Members of some Southern California churches said they came with smaller groups of men than they had at previous Los Angeles rallies. For example, Christ Presbyterian Church in Huntington Beach, Calif., had 50 men here this year, down from 150 in 1997.

At the Los Angeles rally, Promise Keepers board chairman Bishop Phillip H. Porter Jr., a Church of God in Christ pastor from Aurora, Colo., asked men to stand up if they plan to attend the Jan. 1, 2000, state capitol rallies. Only about half in the stadium stood.

Christ Presbyterian Church member Don Trestik was among those who chose to remain seated.”I didn’t stand up because I don’t know that I could commit myself right now,”said Trestik, 62, a retired civil engineer and father of two.”I don’t want to promise to do something that I’m not going to be able to follow through on. It wouldn’t be fair to my family for me to commit my time to that.” (STORY CAN END HERE. OPTIONAL TRIM FOLLOWS)

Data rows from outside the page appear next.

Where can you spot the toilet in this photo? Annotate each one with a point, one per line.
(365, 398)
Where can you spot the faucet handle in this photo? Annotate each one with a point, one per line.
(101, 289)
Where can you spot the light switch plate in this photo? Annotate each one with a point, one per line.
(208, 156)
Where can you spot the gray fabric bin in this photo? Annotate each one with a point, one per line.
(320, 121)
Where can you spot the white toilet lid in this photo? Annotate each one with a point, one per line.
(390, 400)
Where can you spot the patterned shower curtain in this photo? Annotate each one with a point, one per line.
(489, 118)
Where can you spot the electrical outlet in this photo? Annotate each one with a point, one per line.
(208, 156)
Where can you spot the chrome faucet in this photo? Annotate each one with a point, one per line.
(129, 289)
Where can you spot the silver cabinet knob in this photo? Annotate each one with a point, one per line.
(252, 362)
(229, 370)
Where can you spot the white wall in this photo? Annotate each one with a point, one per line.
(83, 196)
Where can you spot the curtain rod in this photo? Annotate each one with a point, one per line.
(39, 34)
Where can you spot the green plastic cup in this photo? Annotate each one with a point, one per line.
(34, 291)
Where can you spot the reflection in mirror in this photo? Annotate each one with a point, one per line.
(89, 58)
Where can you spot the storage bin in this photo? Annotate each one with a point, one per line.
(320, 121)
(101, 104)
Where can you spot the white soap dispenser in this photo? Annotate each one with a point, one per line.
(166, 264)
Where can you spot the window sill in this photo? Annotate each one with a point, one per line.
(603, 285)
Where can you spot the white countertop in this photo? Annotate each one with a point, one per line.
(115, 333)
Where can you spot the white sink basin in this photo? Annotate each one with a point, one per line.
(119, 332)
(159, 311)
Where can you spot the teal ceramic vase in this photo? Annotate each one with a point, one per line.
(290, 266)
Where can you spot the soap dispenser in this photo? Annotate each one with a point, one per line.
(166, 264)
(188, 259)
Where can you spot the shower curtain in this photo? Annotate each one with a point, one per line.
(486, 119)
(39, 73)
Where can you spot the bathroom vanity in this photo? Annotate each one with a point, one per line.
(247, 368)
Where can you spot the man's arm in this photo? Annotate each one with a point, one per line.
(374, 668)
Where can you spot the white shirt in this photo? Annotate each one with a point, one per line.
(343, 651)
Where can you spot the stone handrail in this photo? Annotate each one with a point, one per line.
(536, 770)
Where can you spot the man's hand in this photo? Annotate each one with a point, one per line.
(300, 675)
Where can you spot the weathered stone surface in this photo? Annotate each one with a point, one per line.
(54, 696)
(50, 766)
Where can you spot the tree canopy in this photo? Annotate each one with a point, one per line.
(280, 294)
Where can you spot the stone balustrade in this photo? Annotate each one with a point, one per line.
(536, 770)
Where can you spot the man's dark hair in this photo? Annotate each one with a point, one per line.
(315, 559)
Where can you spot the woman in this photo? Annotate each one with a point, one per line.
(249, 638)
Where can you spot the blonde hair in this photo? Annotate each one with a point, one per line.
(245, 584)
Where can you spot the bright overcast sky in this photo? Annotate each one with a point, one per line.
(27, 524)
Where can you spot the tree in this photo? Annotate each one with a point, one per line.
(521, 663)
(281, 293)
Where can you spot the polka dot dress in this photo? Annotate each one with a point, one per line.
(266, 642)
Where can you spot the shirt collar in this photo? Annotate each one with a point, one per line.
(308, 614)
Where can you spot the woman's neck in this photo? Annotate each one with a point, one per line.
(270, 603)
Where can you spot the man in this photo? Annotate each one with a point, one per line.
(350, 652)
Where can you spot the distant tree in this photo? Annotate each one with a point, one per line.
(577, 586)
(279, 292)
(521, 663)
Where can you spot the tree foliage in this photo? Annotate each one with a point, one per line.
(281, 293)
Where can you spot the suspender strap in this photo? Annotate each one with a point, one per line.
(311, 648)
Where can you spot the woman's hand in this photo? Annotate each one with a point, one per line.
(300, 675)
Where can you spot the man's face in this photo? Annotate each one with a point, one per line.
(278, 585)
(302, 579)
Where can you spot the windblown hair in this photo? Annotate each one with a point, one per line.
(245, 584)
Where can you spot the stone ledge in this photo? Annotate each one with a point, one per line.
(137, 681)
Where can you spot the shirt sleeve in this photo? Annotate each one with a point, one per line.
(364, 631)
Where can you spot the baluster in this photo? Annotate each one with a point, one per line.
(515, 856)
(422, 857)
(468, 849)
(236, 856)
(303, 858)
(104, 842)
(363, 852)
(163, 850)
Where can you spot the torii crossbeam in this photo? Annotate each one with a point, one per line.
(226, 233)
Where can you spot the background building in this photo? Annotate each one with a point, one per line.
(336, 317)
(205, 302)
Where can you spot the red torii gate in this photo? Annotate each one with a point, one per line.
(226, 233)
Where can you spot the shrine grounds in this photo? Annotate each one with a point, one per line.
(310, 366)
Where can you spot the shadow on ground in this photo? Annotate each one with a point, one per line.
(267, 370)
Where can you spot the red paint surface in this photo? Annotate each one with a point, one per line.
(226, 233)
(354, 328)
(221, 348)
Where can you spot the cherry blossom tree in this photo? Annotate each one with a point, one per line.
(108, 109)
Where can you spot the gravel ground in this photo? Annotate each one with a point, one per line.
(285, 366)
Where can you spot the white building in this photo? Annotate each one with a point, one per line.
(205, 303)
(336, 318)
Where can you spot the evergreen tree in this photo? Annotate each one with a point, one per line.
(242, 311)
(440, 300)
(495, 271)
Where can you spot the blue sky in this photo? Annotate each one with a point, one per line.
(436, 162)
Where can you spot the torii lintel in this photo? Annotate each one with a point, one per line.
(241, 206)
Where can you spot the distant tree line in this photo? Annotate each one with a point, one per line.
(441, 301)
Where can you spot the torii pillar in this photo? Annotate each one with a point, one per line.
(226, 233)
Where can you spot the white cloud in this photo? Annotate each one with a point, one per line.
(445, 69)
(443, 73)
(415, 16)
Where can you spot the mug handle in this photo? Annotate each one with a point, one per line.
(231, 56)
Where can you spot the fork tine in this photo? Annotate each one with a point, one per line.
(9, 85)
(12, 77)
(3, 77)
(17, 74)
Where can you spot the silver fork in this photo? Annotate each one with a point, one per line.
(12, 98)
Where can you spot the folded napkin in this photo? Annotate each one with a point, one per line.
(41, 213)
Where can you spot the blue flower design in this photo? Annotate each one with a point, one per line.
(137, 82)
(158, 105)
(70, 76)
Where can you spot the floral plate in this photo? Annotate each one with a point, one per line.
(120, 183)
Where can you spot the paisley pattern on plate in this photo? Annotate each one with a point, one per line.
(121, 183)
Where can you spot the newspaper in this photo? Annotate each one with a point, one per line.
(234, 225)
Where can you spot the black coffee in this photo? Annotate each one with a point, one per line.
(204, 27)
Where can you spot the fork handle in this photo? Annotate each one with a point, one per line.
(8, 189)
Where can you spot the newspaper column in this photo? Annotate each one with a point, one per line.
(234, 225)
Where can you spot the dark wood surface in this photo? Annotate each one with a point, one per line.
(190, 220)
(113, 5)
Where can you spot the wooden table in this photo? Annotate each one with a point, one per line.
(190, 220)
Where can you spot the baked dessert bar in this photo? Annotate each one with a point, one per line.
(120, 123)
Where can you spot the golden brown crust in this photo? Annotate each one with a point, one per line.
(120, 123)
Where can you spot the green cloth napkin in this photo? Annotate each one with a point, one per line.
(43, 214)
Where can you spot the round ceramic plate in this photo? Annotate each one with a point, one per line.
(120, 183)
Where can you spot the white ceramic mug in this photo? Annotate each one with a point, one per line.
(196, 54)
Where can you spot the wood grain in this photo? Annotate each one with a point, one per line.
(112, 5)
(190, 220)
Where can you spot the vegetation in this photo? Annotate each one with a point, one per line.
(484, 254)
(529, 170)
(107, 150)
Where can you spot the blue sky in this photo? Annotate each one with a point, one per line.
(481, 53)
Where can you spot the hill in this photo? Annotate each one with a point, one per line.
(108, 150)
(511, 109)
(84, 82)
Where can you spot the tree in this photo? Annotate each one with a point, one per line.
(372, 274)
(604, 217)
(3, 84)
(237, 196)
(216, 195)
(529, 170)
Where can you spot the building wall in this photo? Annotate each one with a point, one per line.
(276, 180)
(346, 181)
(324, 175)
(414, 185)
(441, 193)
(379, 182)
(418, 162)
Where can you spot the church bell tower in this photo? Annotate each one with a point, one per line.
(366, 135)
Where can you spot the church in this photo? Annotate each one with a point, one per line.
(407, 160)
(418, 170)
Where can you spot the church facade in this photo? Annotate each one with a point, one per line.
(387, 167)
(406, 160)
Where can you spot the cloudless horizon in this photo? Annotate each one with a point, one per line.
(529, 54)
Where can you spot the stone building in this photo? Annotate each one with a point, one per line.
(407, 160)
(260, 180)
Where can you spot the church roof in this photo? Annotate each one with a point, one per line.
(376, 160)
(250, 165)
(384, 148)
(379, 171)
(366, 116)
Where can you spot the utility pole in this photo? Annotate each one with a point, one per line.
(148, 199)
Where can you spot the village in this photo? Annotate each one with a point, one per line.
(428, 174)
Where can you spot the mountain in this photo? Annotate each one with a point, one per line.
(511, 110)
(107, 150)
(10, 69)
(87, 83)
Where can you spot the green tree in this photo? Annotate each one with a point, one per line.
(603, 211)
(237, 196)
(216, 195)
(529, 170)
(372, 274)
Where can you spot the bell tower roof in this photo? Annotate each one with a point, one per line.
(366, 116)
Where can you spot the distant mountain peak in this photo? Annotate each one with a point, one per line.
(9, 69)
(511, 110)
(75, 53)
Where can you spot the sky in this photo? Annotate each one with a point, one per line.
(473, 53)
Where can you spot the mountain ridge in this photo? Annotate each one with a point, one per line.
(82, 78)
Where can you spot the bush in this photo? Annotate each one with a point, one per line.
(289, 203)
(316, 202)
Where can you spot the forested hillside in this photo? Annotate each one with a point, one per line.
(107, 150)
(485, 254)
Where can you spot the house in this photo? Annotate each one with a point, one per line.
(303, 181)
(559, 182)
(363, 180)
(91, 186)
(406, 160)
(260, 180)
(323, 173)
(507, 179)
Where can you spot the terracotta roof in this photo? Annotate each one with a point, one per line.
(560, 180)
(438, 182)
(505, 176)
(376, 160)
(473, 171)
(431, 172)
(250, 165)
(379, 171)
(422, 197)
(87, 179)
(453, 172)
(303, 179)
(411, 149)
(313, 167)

Others said the Colorado-based organization’s plans for Jan. 1, 2000, may work better in a smaller state with a centrally located state capital. Some Los Angeles men shrugged their shoulders when asked about traveling to Sacramento, more than 500 miles away.

Chapman said despite Porter’s call for men to stand if they plan to go, the organization realizes there are,”logistical problems”with the state capital rallies.”We’re sharing the vision,”he said.”We’re not expecting commitment now. All we’re asking is for guys to think about it, consider it. And how that plays out, we don’t know yet.”